My wrong for expect too much from you. Im sorry eqhmal
I tahu you jenis lelaki yang macam mana thats why i trust you once. Cuma yang salah i
i yang terlalu berharap.



I dream so big and then i fall so hard





I wish i had never to met you not because youre doing bad or anything just nothing. i hate to handle myself about this. im a weak not even strong. never actually.

Then there would be no need to impress you no need to want you no need for loving you
no need for crying over you no need for heartbreaks no need for pain or tears no need for forgotten promises. no need for crying myself to sleep no need for acting like you care no need for everything you have done to make me feel like absolutely nothing.


I need you. because you can make me laugh more than anyone else and i am the best me when i am with you and because you are gone nothing feels right.


But i know i cant get you.


I really hope one day, there's a guy who will love me as abah love my mom. a guy who will staring at  me like you do when youre looking at 'her'.

But you are not easy to forget


when we first met i have no idea you would be so important to me


But now, its back  to the way we started

STRANGERS


you told me for find someone who can takecare of me means a guy like you? i dont think so. maybe i shoud stop hurting myself for loving somenone. stop teaching my heart for being hurt. stop telling myself to be strong for everytimes. no i cant. thats all about you. im a weak!

Can you understand me?

that it is slightly difficult  for me to open to someone because all my life, people leave me. they all just leave...and i have been keeping it inside so long, i cant get close to anyone anymore because like i said i am broken.


But i have no reason to fight for you but a good reason is letting you go.


I love you nope i dont.  I just cant... believe it what kind of this.
" there is no way words or how much tears you cried to describe how a broken heart feels"

And i know i still have Allah.

Allah is eveything. so dont be too silly.


and i still have my dear parents, and friends too


But i just dont know............*sigh*.




Because its time to leave those feeling behind.

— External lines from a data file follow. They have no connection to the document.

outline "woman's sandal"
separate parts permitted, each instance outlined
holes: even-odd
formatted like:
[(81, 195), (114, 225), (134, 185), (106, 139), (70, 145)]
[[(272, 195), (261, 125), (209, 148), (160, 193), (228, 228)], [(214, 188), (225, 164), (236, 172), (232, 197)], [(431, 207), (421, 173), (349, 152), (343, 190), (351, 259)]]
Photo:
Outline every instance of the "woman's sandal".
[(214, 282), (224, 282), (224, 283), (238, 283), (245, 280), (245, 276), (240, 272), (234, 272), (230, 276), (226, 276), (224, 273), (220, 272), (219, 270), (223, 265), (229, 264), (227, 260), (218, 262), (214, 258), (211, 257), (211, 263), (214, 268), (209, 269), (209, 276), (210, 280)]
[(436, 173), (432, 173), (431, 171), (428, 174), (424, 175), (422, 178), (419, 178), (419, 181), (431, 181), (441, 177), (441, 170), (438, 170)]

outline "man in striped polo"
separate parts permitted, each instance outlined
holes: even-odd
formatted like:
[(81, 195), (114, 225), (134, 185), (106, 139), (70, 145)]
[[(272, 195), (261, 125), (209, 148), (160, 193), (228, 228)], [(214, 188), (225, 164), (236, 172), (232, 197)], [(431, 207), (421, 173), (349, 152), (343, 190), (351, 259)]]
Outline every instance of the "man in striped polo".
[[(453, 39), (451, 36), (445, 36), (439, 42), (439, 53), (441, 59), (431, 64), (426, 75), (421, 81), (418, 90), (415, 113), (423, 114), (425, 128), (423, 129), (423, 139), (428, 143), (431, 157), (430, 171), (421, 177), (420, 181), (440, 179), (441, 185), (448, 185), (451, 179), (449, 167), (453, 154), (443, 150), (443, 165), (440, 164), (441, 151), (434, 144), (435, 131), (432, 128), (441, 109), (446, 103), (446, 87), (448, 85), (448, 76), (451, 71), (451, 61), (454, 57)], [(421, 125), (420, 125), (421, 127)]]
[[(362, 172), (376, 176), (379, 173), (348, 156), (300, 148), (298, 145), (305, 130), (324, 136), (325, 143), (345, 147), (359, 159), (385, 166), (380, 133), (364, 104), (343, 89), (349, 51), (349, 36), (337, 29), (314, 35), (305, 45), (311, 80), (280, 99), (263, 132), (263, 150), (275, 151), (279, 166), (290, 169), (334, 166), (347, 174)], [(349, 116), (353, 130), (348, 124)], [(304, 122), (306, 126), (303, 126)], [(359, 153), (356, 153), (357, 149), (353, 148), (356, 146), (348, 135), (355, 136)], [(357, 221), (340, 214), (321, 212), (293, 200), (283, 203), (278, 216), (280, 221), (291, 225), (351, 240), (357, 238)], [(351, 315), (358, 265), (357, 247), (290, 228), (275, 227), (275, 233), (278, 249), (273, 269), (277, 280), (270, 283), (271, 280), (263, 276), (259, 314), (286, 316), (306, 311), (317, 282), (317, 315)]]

Dont compare your love story to those you watch in movies. they are written by scriptwriters,
yours is written by Allah.

And every sixty seconds you spend upset is a minute of happiness you will never get back



.......









..






Hmmm

I hate that feeling.
that feeling when you are sad but you have no idea why
you feel so empty but nothing in particular happened


They ask you whats wrong but you cant explain
or they dont even ask anything.

I dont know which one is worse
It just feels like i miss someone i never met
like i need someone who doesn't need me


The loneliness hovers over me. takes control over me. i dont even care. i isolate myself
on purpose. sadness becomes my best and only friend

I start hating myself and i want everybody to leave me alone


At the same time, i want someone to hug me and tell to me things will be okay
I simply hate that feeling


That feeling when you dont even know what the truth youre feeling.